In sum, for all the foregoing reasons and as a matter of sound contract law, I believe that the preferable disposition is to remand to the trial court so that the jury may address whether a reasonable employer in the position of Optus Software would have been satisfied by Silvestri’s performance under the contract. More*131over, because of the potential for unfairness inherent in the subjective standard, and in order to provide bright-line direction for the benefit of employers, I would limit future application of the subjective standard to satisfaction contracts for employment to those instances when the clear and explicit language of the contract requires its use or, in the absence of such language, when the subject matter of the contract is wholly unamenable to objective evaluation.

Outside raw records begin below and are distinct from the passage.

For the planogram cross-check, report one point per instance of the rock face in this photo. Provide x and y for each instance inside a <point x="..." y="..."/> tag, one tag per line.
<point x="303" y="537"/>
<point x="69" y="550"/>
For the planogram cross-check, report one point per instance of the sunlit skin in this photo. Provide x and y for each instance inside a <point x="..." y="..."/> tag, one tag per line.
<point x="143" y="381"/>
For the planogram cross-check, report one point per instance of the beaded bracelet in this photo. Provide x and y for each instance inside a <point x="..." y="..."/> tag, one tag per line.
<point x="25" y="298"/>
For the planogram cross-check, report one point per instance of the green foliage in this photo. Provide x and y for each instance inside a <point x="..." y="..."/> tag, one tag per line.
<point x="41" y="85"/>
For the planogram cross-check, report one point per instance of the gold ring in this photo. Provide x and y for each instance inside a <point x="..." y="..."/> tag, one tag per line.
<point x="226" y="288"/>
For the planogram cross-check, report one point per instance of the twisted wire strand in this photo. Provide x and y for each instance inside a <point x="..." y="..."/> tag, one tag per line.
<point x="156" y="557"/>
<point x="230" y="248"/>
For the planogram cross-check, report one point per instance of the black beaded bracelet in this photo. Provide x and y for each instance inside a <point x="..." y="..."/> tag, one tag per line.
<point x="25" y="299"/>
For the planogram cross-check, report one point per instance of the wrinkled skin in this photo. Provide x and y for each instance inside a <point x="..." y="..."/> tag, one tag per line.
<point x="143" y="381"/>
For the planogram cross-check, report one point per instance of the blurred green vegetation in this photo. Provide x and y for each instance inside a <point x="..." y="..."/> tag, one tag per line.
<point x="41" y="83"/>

Satisfaction contracts, evaluated under an objective standard of reasonableness, sensibly and fairly position the employee midway on the legal continuum between “at will” and “for cause” employment. Although the majority makes well-intentioned efforts to distinguish satisfaction contracts from relationships of employment-at-will, Ante at 123-24, 814 A.2d at 607-08, for all practical purposes that distinction cannot be maintained when the propriety of an employer’s dissatisfaction becomes a question of subjective “genuineness.” To apply such a standard is to create, if not employees-at-will, then employees-at-whim.
Justice LONG joins in this opinion.
For reversal and remandment — Chief Justice PORITZ and Justices COLEMAN, VERNIERO, LaVECCHIA and ALBIN— 5. Dissenting — Justices LONG and ZAZZALI — 2.